In Gran Rey we found little cafes for drinks and snacks as we walked from the harbour up to La Calera, then down to La Playa, then back along the coast in time to catch the boat back to the hotel. Along the way there were small orchards and gardens selling produce direct to customers.
During our wait we watched the fish in the harbour...
The grounds of Our Hotel The Jardin Tecina were enchanting and interesting...with many tropical plants as well as huge cacti and succulents, all irrigated from recycled water from the hotel. There were some birds around, the most exotic being the Hoopoe. Swifts, falcons, blackbirds and many other little birds flitted around the complex.
The main hotel complex is up on a cliff edge below which each evening we would hear the Cory Shearwaters at night as they returned to their nests after a day fishing the Atlantic.

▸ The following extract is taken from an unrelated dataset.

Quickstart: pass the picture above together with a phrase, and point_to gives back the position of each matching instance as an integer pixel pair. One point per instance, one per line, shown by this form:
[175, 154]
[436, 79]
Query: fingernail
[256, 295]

The beach is full of boulders with some carefully constructed stone piles which in some places are rather overdone..but it was too hot to try to remove a few of them, or try to add one's own.
To get down to the sea level there is a lift, carefully hidden at the end of a cool tunnel up these stone steps. We often took this to take a turn round the little village of Playa Santiago, to go and view the rays in the harbour. Along the way there were bright spots of red from the crown of thorns
Also down at sea level, Club Laurel was a great place not only to swim in the seawater pool, but to have lunch, and watch the lizards basking in the sun.
One of the highlights of our stay were three tours of the hotel grounds. We went round the banana and avocado plantation, and learnt about the history of the crops on La Gomera.
The hotel has an orchard of bananas and avocados, and an organic garden growing salads, tomatoes, aubergines, herbs etc for its kitchen. After our tour of the gardens, we had a go at making the Green Mojo Sauce from coriander we had picked. We were also handed out coriander seeds so that we would be able to grow the herb at home and recreate a little of the fabulous sauce..each time I have this I shall remember the delicious meals we had at Jardin Tecina. I loved it ladled onto my salad as a dressing.
The garden had a line of Moringa Trees which were in all stages: lovely green leaves, flowers and the 'drumstick' pods. I would have loved to have a dish of these at dinner, but they were not on the menu that week. I had written about this wonder crop of the tropics back in 2012, when I had prepared some of the pods.
As for the main town San Sebastian, it is worth a visit, even though at the time of our visit we were rather disappointed first by the 'service' of the Tourist Office, which sent us off on three wild goose chases, to venues which were not open, or had shut ahead of scheduled refurbishment. They were rather off hand when we returned each time to say that the places were closed!
They had not even bothered to change the poster informing that the places would be shut both at the venue and the Tourist Office. The Columbus Museum was closed and neither the Tourist Office, or the Department of Culture could account for this. The Earl's tower Torre del Conde was only opened for school visits. The grassed area that surrounds it is pretty enough.
Best of all is a cooling drink at the cafe which is under the shade of the banyan trees....We had a look round the weekly market where there is a good bakery, and which is in a wonderful modern complex which also houses the Main Bus Depot. We had caught the local bus right outside our hotel, but the times are dependent on the time the morning flight lands.
I think one week would have been sufficient. We feel we have done 'islands' in the heat....souvenirs or items brought back include a bottle of the locally made wine and organic aloe vera ointment as pressies for our house sitter, a rather fine goat's cheese and a large bottle of the date palm honey for ourselves. The local wine is not produced in quantity as there is little acreage, but it worth tasting. Wish we had bought more cheese! We did glimpse some goats on the scrubby land on one of forays to the centre of the island, the cheese we bought is made from raw milk from goats that roam and eat the many wild plants on the mountain side and is then smoked.